In mathematics, a constructible sheaf is a sheaf of abelian groups over some topological space X, such that X is the union of a finite number of locally closed subsets on each of which the sheaf is a locally constant sheaf. It has its origins in algebraic geometry, where in étale cohomology constructible sheaves are defined in a similar way (Artin, Grothendieck & Verdier 1972). For the derived category of constructible sheaves, see a section in ℓ-adic sheaf.

The finiteness theorem in étale cohomology states that the higher direct images of a constructible sheaf are constructible.

==Definition of étale constructible sheaves on a scheme X==
Here we use the definition of constructible étale sheaves from the book by Freitag and Kiehl referenced below. In what follows in this subsection, all sheaves $\mathcal{F}$ on schemes $X$ are étale sheaves unless otherwise noted.

A sheaf $\mathcal{F}$ is called constructible if $X$ can be written as a finite union of locally closed subschemes $i_Y:Y \to X$ such that for each subscheme $Y$ of the covering, the sheaf $\mathcal{F}|_{Y} = i_{Y}^{\ast}\mathcal{F}$ is a finite locally constant sheaf. In particular, this means for each subscheme $Y$ appearing in the finite covering, there is an étale covering $\lbrace U_i \to Y \mid i \in I \rbrace$ such that for all étale subschemes in the cover of $Y$, the sheaf $(i_Y)^{\ast}\mathcal{F}|_{U_i}$ is constant and represented by a finite set.

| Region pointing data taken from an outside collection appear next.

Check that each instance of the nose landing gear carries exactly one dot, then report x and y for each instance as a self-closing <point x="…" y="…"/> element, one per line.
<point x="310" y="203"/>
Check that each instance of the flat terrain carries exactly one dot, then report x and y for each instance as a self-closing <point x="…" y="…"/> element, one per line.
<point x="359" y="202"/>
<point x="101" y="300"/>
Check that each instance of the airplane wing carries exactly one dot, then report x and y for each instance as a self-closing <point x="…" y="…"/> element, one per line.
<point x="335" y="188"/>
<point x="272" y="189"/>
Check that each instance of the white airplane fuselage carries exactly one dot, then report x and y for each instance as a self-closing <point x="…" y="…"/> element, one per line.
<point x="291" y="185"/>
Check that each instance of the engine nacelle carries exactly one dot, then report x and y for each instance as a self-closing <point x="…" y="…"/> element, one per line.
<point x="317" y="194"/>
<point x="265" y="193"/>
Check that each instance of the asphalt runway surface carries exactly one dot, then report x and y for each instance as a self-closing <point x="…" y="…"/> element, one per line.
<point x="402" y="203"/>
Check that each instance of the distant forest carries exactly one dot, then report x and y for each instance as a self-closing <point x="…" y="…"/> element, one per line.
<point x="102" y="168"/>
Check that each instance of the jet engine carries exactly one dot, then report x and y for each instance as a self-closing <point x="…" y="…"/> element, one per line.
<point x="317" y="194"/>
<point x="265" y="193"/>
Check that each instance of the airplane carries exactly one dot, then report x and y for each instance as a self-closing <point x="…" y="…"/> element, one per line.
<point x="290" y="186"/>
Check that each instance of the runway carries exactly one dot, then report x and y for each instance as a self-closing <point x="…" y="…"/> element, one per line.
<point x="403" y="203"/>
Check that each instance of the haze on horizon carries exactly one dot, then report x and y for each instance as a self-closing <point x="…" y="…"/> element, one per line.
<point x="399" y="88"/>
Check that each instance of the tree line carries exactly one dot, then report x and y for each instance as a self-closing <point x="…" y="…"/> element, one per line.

This definition allows us to derive, from Noetherian induction and the fact that an étale sheaf is constant if and only if its restriction from $X$ to $X_\text{red}$ is constant as well, where $X_\text{red}$ is the reduction of the scheme $X$. It then follows that a representable étale sheaf $\mathcal{F}$ is itself constructible.

Of particular interest to the theory of constructible étale sheaves is the case in which one works with constructible étale sheaves of Abelian groups. The remarkable result is that constructible étale sheaves of Abelian groups are precisely the Noetherian objects in the category of all torsion étale sheaves (cf. Proposition I.4.8 of Freitag-Kiehl).

==Examples in algebraic topology ==
Most examples of constructible sheaves come from intersection cohomology sheaves or from the derived pushforward of a local system on a family of topological spaces parameterized by a base space.

===Derived pushforward on P^{1}===
One nice set of examples of constructible sheaves come from the derived pushforward (with or without compact support) of a local system on $U = \mathbb{P}^1-\{0,1,\infty\}$. Since any loop around $\infty$ is homotopic to a loop around $0,1$ we only have to describe the monodromy around $0$ and $1$. For example, we can set the monodromy operators to be
$$\begin{align}
T_0 = \begin{bmatrix}
1 & k \\
0 & 1
\end{bmatrix}, \quad & T_1 = \begin{bmatrix}
1 & l \\
0 & 1
\end{bmatrix}
\end{align}$$
where the stalks of our local system $\mathcal{L}$ are isomorphic to $\mathbb{Q}^{\oplus 2}$. Then, if we take the derived pushforward $\mathbf{R}j_*$ or $\mathbf{R}j_!$ of $\mathcal{L}$ for $j: U \to \mathbb{P}^1$ we get a constructible sheaf where the stalks at the points $0,1,\infty$ compute the cohomology of the local systems restricted to a neighborhood of them in $U$.

===Weierstrass family of elliptic curves===
For example, consider the family of degenerating elliptic curves
$y^2 - x(x-1)(x-t)$
over $\mathbb{C}$. At $t=0,1$ this family of curves degenerates into a nodal curve. If we denote this family by $\pi:X \to \mathbb{C}$ then
$\mathbf{R}^0\pi_*(\underline{\mathbb{Q}}_X) \cong \mathbf{R}^2\pi_*(\underline{\mathbb{Q}}_X) \cong \underline{\mathbb{Q}}_{\mathbb{C}}$
and
$\mathbf{R}^1\pi_*(\underline{\mathbb{Q}}_X) \cong \mathcal{L}_{\mathbb{C}-\{0,1 \}}\oplus \underline{\mathbb{Q}}_{\{0,1 \}}$
where the stalks of the local system $\mathcal{L}_{\mathbb{C}-\{0,1 \}}$ are isomorphic to $\mathbb{Q}^2$. This local monodromy around of this local system around $0,1$ can be computed using the Picard–Lefschetz formula.